Toutes les grandes crises financières trouvent leur origine dans un resserrement du crédit. La situation est imputable, en règle générale, à la dégradation de la liquidité. Pour éviter les risques de détérioration des assises du système bancaire, les autorités monétaires s'efforcent de développer, en pareil cas, des politiques adéquates.

Resserrement du crédit

Le resserrement du crédit correspond à un ralentissement brusque des prêts offerts aux entreprises et aux particuliers. Ce phénomène est du à une pénurie de liquidité en raison de la volatilité des dépôts bancaires qui ne couvrent plus les encours des crédits octroyés. La situation est souvent concomitante à une hausse des taux d'emprunt et à des exigences de fortes garanties pour obtenir un prêt.
En Tunisie, les banques sont au cœur du financement de l'économie en assurant 90% des besoins, à ce titre, et lorsque leur situation financière ne leur permet plus d'assurer cette mission, la distribution du crédit est compromise.

Rappelons que la Banque centrale de Tunisie (BCT) a annoncé certaines mesures fin 2012 pour rationner les crédits à la consommation et réviser les taux de réserves obligatoires ce qui a obligé les banques à détenir une fraction plus conséquente de leurs dépôts sous forme de provisions bloquées auprès de l'institut d'émission.

La BCT a utilisé un deuxième outil de la politique monétaire via l'influence indirecte qu'exerce le taux d'intérêt directeur sur les taux auxquels les banques elles-mêmes octroient des crédits. Ce taux se situe actuellement à 4,75%.

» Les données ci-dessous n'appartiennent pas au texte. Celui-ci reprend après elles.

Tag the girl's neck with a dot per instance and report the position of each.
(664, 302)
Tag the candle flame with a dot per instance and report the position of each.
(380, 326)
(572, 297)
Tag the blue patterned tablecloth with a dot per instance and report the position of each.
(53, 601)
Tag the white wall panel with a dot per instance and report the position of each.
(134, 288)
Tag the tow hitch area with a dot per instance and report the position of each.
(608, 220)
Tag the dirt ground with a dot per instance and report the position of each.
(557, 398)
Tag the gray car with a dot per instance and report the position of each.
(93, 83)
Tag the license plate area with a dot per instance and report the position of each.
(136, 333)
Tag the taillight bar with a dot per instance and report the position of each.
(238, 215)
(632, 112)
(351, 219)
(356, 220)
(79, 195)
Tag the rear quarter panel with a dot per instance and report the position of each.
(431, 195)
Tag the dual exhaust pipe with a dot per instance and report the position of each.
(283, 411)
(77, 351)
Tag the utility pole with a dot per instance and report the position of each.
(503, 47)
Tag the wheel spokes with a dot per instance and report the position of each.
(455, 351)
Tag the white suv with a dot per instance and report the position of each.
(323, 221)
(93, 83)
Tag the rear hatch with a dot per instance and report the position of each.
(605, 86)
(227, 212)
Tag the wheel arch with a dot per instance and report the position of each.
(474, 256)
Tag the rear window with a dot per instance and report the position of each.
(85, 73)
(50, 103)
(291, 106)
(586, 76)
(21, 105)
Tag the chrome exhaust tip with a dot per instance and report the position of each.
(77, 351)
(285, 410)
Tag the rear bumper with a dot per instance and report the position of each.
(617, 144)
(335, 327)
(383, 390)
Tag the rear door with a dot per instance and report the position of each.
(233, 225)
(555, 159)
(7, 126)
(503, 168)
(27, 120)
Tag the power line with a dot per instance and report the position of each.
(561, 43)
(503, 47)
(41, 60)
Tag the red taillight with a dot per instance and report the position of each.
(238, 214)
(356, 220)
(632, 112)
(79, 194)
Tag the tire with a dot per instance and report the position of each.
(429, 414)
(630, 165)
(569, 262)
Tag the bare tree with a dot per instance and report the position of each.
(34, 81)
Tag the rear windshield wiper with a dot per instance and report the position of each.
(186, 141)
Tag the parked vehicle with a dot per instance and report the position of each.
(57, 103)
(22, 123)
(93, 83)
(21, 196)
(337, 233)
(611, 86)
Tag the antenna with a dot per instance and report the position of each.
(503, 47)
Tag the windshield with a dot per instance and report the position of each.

Du coup, plusieurs clients particuliers et des gérants d'entreprises se sont exprimés pour déclarer qu'ils commencent à faire face à un véritable assèchement financier, qui, s'il se poursuit, risque de les asphyxier et de compromettre la pérennité de leurs activités d'exploitation.

La situation comporte d'autres facteurs aggravants de risque en raison de la montée des pressions inflationnistes suite à l'écart qui se creuse au niveau de la cotation du dinar particulièrement par rapport à l'euro et au dollar U.S.

De ce fait, certains analystes financiers estiment que la situation devient menaçante vu qu'ils évoquent que l'obtention d'un prêt actuellement auprès de son banquier relève du parcours du combattant et ce, parallèlement à l'augmentation du nombre des demandes de financement qui se heurtent à une fin de non-recevoir. Ils jugent aussi que l'exigence de gages de paiement s'est renforcée ce qui fait que le taux de garantie s'élève à 171% et que les autorisations de découvert connaissent une diminution remarquable.

L'annonce par les banques tunisiennes de la réalisation d'un chiffre d'affaires de 3.930 millions de dinars (MD) au 31 décembre 2013 en hausse de 16,5% par rapport à fin 2012 et d'une marge globale en progression de 15,5% cache en réalité plusieurs fragilités notamment sur le plan du rendement des actifs qui ne dépasse pas 1%, du manque accrue de liquidité et de l'inadéquation du niveau des fonds propres par rapport au volume transactionnel du secteur.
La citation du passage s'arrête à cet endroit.